Le Gang Kelly, western sauvage et halluciné [Critique]

Passé les templiers du monde vidéo-ludique, Justin Kurzel aborde la figure australienne Ned Kelly dans une œuvre rudement habitée.
Dans l’Australie du XIXe siècle, Ned Kelly est autant admiré que craint. Hors-la-lui fuyant les autorités, il est un criminel pour certains, un héros révolutionnaire pour d’autres. Entre ses attaques meurtrières, il prend le temps de rédiger ses mémoires, faisant le point sur sa vie et ses souvenirs.
La dernière apparition de Ned Kelly à l’écran remonte au biopic éponyme signé Gregor Jordan, dans lequel Heath Ledger – avant de jouer les clowns anarchiques chez Nolan – donnait de la voix au rebelle australien. Revenu de sa fastidieuse adaptation du jeu vidéo Assassin’s Creed, qui laissait songeur quant à ses compétences derrière la caméra, Justin Kurzel s’accapare la vie désordonnée du bandit avec Le Gang Kelly (de son vrai nom True History of the Kelly Gang), son quatrième long-métrage et adaptation du roman de Peter Carrey. Le cinéaste, de retour à sa terre natale, y déterre l’existence du brigand jusqu’à mettre en joue ses racines noueuses et convient d’un angle pertinent. Si certains tendent à restituer le portrait d’un courageux Robin des Bois faisant face à l’envahisseur anglais, Kurzel pointe ses objectifs sur le parcours intérieur de son protagoniste. Ce ne sont pas les activités illicites du gang qui intéressent ici le metteur en scène, décidé à contrebalancer l’aura de son sujet par une démarche neuve, mais l’exploitation d’une vie intime turbulente et toxique, cause du vacillement.

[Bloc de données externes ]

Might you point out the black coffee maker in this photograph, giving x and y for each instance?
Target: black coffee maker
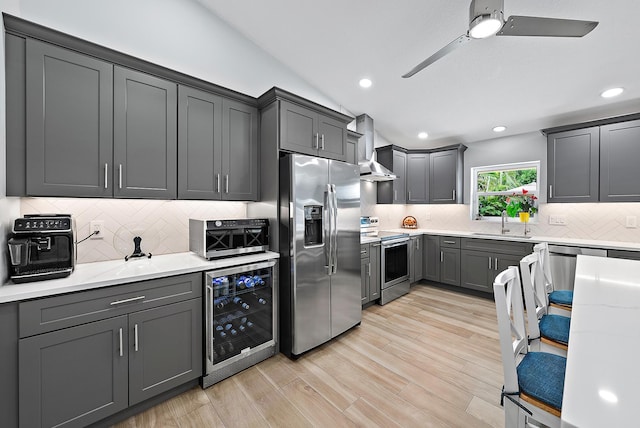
(41, 247)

Planté dans une Australie décharnée, que l’on croirait victime de l’apocalypse, le récit est celui d’un passage adulte irrigué par une violence sèche et fatidique. Conditionné dès son plus jeune âge par une mère dominatrice, Kelly traverse les intempéries qui amèneront sa reconversion meurtrière, passant du garçon vendu pour une bouchée de pain au meneur d’hommes bouillonnant, dans un flot de séquences oscillant entre contemplation et brutalité accrue. Sur le plan technique, Kurzel ne ferme pas la porte à une imagerie métaphorique et flirte avec le cauchemar épileptique lors de son grand final – clip hallucinant et halluciné, soutenu par le changement discret de format. La forme naturaliste collée à son western serait facilement comparable aux travaux de Malick et Iñárritu, la fluidité en moins, quand le réalisateur brandit ses courtes focales et touche aux corps travestis. Celui-ci confie le rôle-titre à l’étoile montante George MacKay, aperçu récemment dans l’étourdissant 1917 de Sam Mendes. Nul doute que l’acteur britannique est habité par son personnage, prêtant son corps à une interprétation solide et in fine poignante. Le reste de la bande n’a pas à rougir, puisque le long-métrage fait se succéder Charlie Hunnam (The Gentlemen), Russell Crowe (Gladiator), Nicholas Hoult (la saga X-Men) et Thomasin McKenzie (Jojo Rabbit) dans les chaumières désolées, où chacun trouve aisément sa place.
Manifestement plus à l’aise lorsqu’il s’agit de reporter une chronique acerbe et psychédélique, Justin Kurzel compose une œuvre étrange aux quelques accents punks, peut-être sa plus notable à ce jour. Faute d’une digne sortie en salles, le film sort directement en DVD et Blu-Ray par chez nous.